A philanthropic gift is an odd bargain between donor and the public. A curmudgeon who, say, hates everything except money, power and control learns that he must through estate tax give up 50% of what he owns for redistribution, not only to the Armies of Freedom, but to the undeserving poor whose starving children encumber the wheels of his Escalade. Waxing wroth, and receiving good counsel, he makes a big gift to a private charitable foundation that he, as he sees it, can control from the grave. While his philanthropic goals may be rudimentary or nonexistent, while he may even be a sociopath, he may visualize a society, not unlike a banana republic in which the rich and their lackeys rule a plundered nation with unhindered hand. Fate, or Fortune, however, intervenes; the foundation is taken over in time by those who actually have a social conscience, and funds are used, say, to promote campaign finance reform, and so frustrate the founder's plutocratic ambition. The Vanity of Human Wishes comes to mind. God or the fates make monkies of us all. And the bargain struck by a curmudgeon for crafty, self-interested reasons, actually ends up saving the body politic from mean-spirited rich people like him. God works in mysterious ways.
Yet, those who lackey wealth, and would have it prevail on every front, cry foul! Martin Wooster, Bill Schambra, and Mark Tapscott among others would protect the dead curmudgeon's intention without ever raising the larger question of the public interest, a question that may well not have interested the founder either. Yet the public is party to the gift, since it granted tax benefits to the donor.

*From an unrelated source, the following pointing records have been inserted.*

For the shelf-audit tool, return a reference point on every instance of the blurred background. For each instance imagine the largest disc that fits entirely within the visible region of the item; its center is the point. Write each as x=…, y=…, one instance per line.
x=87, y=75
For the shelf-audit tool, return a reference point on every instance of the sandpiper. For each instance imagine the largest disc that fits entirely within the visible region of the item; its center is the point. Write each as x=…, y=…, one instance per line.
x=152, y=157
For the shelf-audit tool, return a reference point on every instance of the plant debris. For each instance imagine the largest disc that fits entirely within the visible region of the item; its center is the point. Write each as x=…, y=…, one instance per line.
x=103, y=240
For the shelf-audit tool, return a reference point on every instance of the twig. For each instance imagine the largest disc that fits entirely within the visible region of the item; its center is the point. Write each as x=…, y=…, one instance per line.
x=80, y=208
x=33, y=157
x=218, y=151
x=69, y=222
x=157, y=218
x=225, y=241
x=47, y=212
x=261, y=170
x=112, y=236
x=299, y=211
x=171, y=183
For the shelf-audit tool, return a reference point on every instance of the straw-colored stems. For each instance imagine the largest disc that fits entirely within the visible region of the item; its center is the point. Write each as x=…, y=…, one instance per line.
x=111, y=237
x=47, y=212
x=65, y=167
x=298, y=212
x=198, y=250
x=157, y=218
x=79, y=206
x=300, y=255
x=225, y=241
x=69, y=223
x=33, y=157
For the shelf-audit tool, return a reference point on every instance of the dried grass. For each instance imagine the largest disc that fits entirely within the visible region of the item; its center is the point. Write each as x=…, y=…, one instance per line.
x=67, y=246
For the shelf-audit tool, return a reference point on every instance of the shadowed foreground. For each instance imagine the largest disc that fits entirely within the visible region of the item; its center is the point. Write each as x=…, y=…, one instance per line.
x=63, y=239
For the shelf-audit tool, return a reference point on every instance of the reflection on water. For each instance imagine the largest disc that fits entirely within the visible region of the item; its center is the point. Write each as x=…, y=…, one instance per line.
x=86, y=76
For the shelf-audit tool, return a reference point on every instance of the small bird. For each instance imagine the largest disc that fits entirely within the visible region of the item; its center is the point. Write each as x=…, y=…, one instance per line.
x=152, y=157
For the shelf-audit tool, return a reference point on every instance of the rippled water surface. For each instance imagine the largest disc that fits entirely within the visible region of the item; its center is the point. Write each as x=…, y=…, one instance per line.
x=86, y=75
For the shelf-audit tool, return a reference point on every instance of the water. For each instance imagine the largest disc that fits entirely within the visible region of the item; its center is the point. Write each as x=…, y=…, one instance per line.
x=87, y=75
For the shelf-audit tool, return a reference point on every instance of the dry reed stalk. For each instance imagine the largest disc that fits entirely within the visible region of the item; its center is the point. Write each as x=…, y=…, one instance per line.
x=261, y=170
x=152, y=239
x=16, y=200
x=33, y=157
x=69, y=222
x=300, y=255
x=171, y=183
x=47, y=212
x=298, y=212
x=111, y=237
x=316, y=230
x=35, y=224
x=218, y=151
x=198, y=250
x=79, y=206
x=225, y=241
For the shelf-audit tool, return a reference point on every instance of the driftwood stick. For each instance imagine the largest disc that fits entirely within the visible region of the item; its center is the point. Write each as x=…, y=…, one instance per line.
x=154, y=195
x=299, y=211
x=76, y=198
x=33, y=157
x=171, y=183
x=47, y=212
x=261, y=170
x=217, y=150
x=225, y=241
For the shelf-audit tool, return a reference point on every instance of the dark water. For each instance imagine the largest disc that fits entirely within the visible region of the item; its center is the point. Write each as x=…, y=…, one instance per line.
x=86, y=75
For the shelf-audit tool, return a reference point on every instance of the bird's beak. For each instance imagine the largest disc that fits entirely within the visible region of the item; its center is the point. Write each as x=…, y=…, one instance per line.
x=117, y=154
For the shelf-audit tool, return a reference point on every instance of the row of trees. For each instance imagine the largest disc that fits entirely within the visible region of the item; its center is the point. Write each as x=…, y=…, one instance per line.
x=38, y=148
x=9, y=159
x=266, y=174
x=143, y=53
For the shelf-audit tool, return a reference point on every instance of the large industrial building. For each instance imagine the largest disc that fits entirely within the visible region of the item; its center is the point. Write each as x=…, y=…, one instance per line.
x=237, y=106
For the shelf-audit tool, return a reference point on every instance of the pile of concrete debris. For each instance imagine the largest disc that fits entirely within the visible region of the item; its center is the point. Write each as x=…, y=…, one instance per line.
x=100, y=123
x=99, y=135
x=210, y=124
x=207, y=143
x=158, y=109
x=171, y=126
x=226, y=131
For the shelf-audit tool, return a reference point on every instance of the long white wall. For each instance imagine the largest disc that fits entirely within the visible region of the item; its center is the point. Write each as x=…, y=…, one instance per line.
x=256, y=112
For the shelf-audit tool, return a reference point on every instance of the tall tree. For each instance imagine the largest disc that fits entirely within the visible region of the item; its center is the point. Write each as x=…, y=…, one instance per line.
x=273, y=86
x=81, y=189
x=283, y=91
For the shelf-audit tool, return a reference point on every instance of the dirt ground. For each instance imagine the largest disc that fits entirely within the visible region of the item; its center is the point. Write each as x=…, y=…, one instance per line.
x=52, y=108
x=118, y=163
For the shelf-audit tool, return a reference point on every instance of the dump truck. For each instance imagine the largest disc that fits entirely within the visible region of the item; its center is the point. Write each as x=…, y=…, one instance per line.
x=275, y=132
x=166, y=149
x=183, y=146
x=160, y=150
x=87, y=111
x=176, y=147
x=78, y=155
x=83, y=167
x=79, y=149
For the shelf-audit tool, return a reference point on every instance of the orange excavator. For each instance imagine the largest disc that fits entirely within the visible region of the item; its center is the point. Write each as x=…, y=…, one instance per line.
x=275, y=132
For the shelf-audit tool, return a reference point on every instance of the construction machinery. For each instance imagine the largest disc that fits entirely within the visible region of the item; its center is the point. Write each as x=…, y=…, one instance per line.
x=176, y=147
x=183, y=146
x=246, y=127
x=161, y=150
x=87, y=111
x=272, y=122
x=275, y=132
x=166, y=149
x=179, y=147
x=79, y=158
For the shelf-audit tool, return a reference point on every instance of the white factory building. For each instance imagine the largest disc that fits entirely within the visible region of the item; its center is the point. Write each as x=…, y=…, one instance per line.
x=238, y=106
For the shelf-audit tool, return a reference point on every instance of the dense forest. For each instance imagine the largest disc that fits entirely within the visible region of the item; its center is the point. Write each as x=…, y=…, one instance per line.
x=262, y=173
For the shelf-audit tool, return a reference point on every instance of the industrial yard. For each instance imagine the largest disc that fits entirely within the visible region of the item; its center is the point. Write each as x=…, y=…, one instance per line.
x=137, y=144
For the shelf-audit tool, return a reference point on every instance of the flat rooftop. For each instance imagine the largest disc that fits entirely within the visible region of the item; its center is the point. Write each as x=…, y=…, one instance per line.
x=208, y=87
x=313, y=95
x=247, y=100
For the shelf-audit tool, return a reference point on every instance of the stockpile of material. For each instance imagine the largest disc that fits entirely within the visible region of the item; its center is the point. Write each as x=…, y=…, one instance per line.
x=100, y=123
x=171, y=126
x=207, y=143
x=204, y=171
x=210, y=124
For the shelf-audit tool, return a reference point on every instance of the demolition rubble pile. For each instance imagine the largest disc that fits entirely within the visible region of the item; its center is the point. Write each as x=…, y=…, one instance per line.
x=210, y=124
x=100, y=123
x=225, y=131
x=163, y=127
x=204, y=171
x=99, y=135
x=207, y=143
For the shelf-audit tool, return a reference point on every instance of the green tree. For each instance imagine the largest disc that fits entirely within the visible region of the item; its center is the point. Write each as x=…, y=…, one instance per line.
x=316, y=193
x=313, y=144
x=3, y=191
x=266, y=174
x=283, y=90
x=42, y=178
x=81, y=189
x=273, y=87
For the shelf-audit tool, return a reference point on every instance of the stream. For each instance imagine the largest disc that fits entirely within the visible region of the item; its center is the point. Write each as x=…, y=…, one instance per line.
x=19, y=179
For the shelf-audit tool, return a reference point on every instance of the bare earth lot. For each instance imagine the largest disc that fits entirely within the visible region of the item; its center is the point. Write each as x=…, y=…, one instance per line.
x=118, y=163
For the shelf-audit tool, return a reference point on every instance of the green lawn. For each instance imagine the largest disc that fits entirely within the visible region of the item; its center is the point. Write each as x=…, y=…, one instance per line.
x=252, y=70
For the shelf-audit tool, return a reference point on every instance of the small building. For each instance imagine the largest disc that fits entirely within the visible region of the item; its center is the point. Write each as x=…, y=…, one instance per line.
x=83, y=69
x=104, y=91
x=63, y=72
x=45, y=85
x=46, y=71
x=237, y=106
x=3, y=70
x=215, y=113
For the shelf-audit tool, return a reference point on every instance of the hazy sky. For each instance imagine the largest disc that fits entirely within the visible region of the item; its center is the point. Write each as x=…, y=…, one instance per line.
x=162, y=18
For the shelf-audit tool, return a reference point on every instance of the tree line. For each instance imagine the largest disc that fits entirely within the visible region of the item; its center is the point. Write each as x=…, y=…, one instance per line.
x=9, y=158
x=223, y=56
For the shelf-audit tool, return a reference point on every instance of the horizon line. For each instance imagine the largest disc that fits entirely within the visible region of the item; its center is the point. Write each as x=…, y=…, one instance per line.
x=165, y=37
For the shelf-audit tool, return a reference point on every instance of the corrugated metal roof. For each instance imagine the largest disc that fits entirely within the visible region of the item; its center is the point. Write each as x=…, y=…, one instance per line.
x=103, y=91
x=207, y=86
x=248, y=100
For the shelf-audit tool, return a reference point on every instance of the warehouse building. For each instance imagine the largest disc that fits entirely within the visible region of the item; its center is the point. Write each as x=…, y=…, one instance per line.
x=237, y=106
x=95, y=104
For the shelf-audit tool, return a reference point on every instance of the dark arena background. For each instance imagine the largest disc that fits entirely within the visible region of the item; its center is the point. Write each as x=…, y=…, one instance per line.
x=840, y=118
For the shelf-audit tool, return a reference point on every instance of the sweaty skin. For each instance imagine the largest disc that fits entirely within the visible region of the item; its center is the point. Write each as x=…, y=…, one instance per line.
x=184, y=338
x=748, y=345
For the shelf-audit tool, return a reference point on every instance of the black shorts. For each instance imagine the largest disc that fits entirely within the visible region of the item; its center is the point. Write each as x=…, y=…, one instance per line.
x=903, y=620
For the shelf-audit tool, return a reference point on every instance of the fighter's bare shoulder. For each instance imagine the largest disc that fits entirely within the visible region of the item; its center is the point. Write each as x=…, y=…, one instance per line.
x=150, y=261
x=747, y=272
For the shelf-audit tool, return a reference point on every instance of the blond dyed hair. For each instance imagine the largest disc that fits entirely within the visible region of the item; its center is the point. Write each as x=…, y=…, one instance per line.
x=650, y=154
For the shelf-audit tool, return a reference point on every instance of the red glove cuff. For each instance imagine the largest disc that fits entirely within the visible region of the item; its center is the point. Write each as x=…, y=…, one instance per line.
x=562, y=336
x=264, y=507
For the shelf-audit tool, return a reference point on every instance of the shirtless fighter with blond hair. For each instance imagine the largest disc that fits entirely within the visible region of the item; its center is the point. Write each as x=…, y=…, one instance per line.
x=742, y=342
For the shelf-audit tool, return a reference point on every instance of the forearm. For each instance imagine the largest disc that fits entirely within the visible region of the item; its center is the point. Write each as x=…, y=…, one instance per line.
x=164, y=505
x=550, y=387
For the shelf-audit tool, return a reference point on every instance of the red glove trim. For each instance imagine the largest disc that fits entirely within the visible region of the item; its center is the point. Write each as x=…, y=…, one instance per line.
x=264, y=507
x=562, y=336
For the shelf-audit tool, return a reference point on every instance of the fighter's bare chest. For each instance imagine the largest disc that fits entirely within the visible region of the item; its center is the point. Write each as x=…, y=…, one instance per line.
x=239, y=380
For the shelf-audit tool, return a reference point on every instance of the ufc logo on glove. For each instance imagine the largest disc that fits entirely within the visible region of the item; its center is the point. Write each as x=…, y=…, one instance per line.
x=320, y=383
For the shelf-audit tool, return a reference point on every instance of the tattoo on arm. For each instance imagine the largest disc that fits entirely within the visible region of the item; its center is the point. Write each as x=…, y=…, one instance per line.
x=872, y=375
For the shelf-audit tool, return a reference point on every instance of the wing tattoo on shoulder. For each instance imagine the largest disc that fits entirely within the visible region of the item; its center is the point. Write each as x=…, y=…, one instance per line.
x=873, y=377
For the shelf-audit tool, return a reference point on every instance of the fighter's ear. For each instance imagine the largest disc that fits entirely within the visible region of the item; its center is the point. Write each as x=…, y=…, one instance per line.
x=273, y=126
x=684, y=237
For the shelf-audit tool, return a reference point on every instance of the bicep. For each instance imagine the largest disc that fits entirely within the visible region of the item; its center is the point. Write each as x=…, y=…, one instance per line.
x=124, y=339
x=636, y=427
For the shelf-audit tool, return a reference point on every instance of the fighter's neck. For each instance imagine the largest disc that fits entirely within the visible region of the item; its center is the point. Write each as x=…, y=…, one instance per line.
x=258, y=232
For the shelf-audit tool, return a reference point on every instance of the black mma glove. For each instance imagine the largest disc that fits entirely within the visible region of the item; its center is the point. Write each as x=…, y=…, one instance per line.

My thoughts as a practitioner are:
Donors should think carefully how to work their will.
Donors should think even more carefully about elevating their own ideals.
The donor's intentions can be small-minded, crabbed, selfish, or blind. The proper role of a good advisor is not just to serve as shill or servant, but to be a kind of Morals Tutor, providing a corrective lash. Or at least every King needs a Clown among the Courtiers. And the Kingdom deserves no less.
As the miscreant, on an endorphin high, his face streaming with tears of joy, kisses the lash, so must the donor, but even more so must those who give nothing much at all.
What is sad is to see people as intelligent as Tapscott, Wooster and Schambra whose highest ideal seems to be making the case for the rich and honoring their intentions no matter how debased and degrading they might be. Their ideal of a good foundation is one in which money works for money forever, dribbling grants to scribblers to pen these wealth-serving screeds with tax favored dollars, at the expense of the general public who are screwed twice: Not only do they give up the tax dollars, but what they get in return is plutocratic propaganda.
I realize that I have just left myself open to a disquisition (via Freidman and Hayek) on how serving the rich is serving us all. I would be happy to post that essay, if Bill Schambra wants to write it, at Rooster Foundation: Crowing in the New American Century. Candidia would be honored and so would Smoky Joe. Unfortunately, it is not a paying gig. Some things we do for the good of all. In fact, if Bill is busy, I will write it myself, if he can fax me the talking points from Headquarters.